I watched Sadie take another sip of coffee. She looked up, allowing her eyes to flicker over my attire. I saw every bad thought floating around in her head. As usual, Sadie looked beautiful today, wearing what I called The Power Suite: a dark black pencil skirt and jacket complimented with a starched white shirt and tiny pink scarf tied in knot around her throat. Her hair was swept in a formal twist, giving the pearl earrings perfect exposure.

 

“Is that what you’re wearing today?” she asked with pursed lips.

 

“It doesn’t matter what I wear.”

 

“It matters, sweetie.” She sat her cup down, I assumed to offer a lecture. “It will be fine. It’s just a car ride followed by a beautiful wedding. Try to say that to yourself over and over again. It will be ok.”

 

I bit down on my lip and swallowed hard. “It will be ok. It’s not like he will hurt me. The whole thing will just be uncomfortable.”

 

“I’m sorry I can’t take you.”

 

“It’s not your problem.”

 

“You are my friend.” She came over to give a quick hug. “Call if you need to discuss anything. I’m here for you even if I can’t physically come to the wedding.”

 

“Thank you.”

 

“Bye, sweetie.”

 

Her heels clicked down the apartment steps. I heard a pause, followed by a quick march back to the door. Sadie made a beeline to the kitchen and opened the dishwasher. She took the coffee spoon out and reversed it to be silver scoop side up in the tray.

 

“Much better. It would have bothered me all the way to San Antonio thinking about that dirty spoon just sitting in the tray wrong.”

 

“You’re so weird.”

 

“Says the person wearing ripped pajamas as an outfit.”

 

“Whatever.”

 

“Bye, sweetie.”

 

“Hey…um, good luck with the debate.”

 

“You too.”

 

The door shut again, leaving me alone with my pathetic thoughts. Chigger was dead. Jess was driving me to the wedding because Sadie had a debate competition in San Antonio. I had called my father yesterday, with selfish hopes he would suggest coming to get me. After all, Caroline and I had a mega list of items to complete before the ceremony.
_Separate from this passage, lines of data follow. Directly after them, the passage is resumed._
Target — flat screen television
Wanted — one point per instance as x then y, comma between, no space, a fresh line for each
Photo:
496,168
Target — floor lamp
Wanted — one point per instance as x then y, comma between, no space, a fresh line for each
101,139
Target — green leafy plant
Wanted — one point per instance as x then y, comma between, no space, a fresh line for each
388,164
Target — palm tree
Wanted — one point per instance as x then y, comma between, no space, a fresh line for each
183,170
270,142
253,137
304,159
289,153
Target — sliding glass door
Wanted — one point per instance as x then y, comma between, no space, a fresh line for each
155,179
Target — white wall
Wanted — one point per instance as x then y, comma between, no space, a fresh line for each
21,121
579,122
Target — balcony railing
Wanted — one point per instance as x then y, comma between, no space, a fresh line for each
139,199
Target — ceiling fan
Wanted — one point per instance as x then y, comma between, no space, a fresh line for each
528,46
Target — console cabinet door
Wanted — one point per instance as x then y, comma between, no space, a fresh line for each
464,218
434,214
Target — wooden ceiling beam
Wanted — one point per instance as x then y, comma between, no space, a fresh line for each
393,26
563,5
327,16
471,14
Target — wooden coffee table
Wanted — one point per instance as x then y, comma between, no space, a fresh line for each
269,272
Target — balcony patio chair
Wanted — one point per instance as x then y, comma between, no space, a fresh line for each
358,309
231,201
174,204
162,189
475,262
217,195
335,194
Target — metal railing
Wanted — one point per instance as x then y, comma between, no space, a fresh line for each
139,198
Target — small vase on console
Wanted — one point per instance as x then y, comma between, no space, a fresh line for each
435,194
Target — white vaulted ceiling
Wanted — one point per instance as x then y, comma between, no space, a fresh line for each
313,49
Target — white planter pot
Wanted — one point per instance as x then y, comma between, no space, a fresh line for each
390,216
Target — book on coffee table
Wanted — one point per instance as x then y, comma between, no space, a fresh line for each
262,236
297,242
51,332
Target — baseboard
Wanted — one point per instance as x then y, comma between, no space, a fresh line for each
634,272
She needed me, I stressed to him.

 

He said it wasn’t necessary to come early and wanted me to get a ride from Jess the following day. I didn’t say a word. My father had known for a while something was wrong between us. He had fished around a few times but I never said anything. I would never be able to explain why Jess was absent from my life without revealing the truth. So I finally agreed to contact him for a ride.

 

I knew Jess would never miss Henry and Caroline’s wedding. Yet, his attendance never felt real until that very moment. Clutching the tiny black phone, I had stared at the text message for at least thirty minutes before hitting send.